Il n’est pas une approche des organisations, mais des approches qu’il faut confronter, comparer et qui se complètent. Le cloisonnement est fruit de la volonté administrative passée qui est encore incarnée dans le CNU, maintenu malgré la LRU (10) comme une « jurande échevinale supérieure », pour reprendre, sans en épouser toutes les conclusions, la charge contre ce dernier, de Philippe Even, directeur de l’Institut Necker ! (11)
Nous tenons beaucoup à ces comparaisons avec ces autres sciences dites « inexactes » que sont celles du vivant pour rappeler aussi aux organismes bureaucratiques que les SHS ne doivent pas être négligées par un retour à un matérialisme positiviste du XIXe siècle. Pas plus qu’en détournant la pensée d’Hegel, les nazis n’ont apporté la liberté par le travail aux déportés de Dachau et d’Auschwitz, pas plus, l’on ne parviendra à la « Vérité par la Science » quoi qu’en ait prédit Camille Flammarion. Il y a, décidemment, mieux à faire qu’à reprendre les vielles lunes idéologiques du XIXe siècle. Serait-ce seulement par peur ou par paresse qu’on s’abstiendrait de retravailler sur les concepts toujours à améliorer de gouvernance humaine, de rapports sociaux, du moins si l’on est bien encore dans une société qui se dit démocratique et libérale ? Notre choix de recherche et de publication est celui de l’innovation sociale qui s’oppose naturellement à la maximisation du profit et au court-termisme économique et politique et complète l’innovation matérielle et technique indispensable, puisqu’elles sont ordonnées toutes ensembles au service de l’Homme.
L’effondrement du système communiste en Europe, a laissé place à une immense anémie intellectuelle en bien des domaines de la pensée, et de la fin de l’histoire à une « gestionite » sans réflexion, on a oublié que le perfectionnement des pratiques humaines était toujours à recommencer ou à approfondir.
La RSG, à sa modeste part, entend contribuer à cette réflexion et à cette recherche innovantes dans ce vaste domaine des Sciences Humaines et Sociales, grâce à son réseau international où collaborent praticiens des entreprises et des organisations comme les universitaires.
1. Actes 16 verset 37.
2. Daniel Eskenazi : « Les chaussures made in China trop chères », Le Temps, CH, mardi 29 juillet 2008.
3. « Le présent rapport préconise le développement du modèle économique du « low cost » (le bas coût) dont l’objectif est de faire baisser durablement les prix, grâce à la compression des coûts de production, sans pour autant remettre en cause la qualité intrinsèque du produit ou la sécurité », Ministère de l’économie, des finances et de l’emploi ; La Documentation française, Paris, 2007, 183 pages.
4. Lettre encyclique Centesimus Annus, À l’occasion du centenaire de l’encyclique Rerum Novarum., « Du Saint Père Jean-Paul II à ses frères dans l’épiscopat, au clergé, aux familles religieuses, aux fidèles de l’Eglise catholique et à tous les hommes de bonne volonté à l’occasion du centenaire de l’encyclique « Rerum Novarum. », Rome 1ermai 1991, paragraphe 42.
5. Centesimus Annus, paragraphe 34.
6. « Hard Facts, dangerous half-truths & total nonsense » Harvard Business School Press, 2006, traduction de l’américain par Sabine Rolland, éditions Vuibert, Paris 2007, 265 pages.
7. Gérard Charreaux & Michel Gervais.

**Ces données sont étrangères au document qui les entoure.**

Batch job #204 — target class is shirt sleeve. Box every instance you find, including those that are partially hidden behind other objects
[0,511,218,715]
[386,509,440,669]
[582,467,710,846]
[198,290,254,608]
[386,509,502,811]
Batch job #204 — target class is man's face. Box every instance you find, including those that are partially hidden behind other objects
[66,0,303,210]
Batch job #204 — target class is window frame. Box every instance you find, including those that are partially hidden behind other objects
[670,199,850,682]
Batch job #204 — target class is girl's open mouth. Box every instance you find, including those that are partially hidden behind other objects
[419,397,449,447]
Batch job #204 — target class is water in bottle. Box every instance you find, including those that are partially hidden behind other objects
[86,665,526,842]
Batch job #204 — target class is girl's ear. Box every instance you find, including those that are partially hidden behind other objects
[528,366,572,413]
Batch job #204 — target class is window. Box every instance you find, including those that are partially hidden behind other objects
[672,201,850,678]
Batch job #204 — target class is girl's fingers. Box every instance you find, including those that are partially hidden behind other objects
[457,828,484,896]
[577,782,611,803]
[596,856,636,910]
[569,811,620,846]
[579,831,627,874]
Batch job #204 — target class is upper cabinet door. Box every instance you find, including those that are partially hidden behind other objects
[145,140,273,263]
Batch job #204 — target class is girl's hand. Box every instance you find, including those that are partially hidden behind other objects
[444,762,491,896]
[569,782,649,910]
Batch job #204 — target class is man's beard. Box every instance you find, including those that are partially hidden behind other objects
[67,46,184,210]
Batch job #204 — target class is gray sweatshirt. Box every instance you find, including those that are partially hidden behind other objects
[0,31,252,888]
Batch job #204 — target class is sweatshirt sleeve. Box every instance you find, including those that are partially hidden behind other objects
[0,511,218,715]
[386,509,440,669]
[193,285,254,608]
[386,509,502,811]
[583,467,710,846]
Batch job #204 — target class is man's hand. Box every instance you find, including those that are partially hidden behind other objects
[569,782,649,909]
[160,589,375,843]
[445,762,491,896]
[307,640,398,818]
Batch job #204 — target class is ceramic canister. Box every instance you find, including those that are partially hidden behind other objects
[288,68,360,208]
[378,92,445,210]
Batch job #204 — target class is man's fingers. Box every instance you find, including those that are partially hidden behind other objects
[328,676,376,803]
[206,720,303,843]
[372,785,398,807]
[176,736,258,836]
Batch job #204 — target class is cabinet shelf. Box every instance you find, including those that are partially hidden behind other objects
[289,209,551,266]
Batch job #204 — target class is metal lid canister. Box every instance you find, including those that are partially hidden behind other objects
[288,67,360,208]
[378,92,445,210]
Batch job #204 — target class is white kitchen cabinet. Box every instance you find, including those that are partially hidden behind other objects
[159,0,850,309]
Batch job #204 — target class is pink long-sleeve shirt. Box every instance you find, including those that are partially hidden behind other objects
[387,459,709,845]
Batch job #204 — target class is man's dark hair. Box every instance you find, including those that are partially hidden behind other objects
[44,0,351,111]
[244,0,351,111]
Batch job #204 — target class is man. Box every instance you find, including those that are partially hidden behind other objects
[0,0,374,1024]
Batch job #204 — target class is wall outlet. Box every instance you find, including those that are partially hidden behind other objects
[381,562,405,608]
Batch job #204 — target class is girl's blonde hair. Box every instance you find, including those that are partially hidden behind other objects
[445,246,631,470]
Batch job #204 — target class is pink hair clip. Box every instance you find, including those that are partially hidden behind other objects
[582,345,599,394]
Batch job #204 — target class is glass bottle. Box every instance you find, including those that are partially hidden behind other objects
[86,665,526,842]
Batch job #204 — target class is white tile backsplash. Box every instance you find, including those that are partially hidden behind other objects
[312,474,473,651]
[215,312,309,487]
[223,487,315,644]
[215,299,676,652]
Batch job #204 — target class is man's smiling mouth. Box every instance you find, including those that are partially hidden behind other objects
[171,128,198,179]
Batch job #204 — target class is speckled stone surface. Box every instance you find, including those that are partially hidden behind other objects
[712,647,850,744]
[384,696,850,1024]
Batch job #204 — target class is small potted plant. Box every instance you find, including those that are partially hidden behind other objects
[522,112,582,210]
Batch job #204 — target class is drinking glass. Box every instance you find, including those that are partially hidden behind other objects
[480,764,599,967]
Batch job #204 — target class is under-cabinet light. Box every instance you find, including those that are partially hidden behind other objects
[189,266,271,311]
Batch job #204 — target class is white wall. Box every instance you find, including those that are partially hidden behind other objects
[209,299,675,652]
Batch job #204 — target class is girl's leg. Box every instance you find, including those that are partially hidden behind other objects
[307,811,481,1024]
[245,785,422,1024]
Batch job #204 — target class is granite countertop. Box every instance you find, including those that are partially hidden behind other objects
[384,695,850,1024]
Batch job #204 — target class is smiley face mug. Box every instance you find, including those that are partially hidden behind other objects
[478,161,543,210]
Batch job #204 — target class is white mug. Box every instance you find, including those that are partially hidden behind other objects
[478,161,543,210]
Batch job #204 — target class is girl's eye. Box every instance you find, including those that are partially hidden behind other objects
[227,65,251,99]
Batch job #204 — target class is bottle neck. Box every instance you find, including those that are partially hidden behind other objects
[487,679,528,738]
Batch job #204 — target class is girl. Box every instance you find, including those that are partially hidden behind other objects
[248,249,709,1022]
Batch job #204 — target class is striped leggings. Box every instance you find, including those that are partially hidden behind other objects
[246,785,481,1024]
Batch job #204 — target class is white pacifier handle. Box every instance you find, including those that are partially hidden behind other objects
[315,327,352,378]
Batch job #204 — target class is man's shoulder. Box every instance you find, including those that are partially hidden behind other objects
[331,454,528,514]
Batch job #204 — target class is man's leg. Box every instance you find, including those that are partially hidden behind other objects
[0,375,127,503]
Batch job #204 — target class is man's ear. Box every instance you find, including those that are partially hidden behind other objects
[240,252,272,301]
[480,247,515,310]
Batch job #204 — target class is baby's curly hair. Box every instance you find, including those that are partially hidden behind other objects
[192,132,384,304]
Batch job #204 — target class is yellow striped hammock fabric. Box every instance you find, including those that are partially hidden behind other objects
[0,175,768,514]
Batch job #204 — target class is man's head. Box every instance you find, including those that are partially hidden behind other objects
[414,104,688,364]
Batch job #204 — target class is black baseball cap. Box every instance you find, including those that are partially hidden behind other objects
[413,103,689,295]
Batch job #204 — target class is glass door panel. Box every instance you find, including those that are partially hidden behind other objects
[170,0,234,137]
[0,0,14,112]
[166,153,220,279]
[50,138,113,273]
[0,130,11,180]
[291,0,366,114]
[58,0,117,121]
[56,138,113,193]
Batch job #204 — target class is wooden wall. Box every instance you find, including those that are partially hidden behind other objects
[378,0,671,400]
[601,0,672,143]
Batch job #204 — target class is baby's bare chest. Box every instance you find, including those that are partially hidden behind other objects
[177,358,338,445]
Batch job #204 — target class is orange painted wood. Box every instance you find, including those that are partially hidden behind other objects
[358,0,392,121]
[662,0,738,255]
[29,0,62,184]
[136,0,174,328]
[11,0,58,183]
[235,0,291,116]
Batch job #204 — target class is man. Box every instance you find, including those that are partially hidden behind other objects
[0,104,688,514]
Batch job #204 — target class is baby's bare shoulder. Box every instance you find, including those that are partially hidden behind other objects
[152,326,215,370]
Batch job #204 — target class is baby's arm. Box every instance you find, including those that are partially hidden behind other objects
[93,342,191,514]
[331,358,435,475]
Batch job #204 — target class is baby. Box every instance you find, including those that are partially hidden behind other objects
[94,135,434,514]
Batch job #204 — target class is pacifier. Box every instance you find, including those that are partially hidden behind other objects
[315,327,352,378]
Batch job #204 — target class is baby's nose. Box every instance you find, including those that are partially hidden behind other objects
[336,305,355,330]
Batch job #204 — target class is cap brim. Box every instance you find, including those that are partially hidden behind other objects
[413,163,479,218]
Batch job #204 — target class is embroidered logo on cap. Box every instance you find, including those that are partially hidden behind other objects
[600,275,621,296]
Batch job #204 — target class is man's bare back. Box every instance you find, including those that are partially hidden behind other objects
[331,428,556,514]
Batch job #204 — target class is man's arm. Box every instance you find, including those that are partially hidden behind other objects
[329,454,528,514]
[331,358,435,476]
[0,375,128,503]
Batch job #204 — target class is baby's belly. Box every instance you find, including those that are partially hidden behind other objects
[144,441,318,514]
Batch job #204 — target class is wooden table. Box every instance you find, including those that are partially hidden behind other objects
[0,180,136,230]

Editorial : « La piste aux étoiles » – un commentaire sur le dernier classement des revues élaboré par la section 37 du CNRS, » Revue Finance Contrôle Stratégie, Editions Economica, vol. 10 (4), pages 5-15, décembre 2007.
8. « La Piste aux étoiles » était une émission de la Radiodiffusion Télévision française (RTF). Créée en 1950, cette émission de cirque de Gilles Margaritis, disparut en 1976. Elle était à ses débuts programmée le mercredi soir, veille du congé scolaire d’alors le jeudi et était destinée aux enfants
9. Frédéric Dardel : « L’art difficile de l’évaluation scientifique : l’exemple de la recherche biomédicale », Les Echos, 4 septembre 2007.
10. Loi LRU ou loi Pécresse : loi no2007-1199, du 10 août 2007, « relative aux libertés et responsabilités des universités »
11. Philippe Even : « faillites et carences de la recherche médicale française », 15 juillet 2008.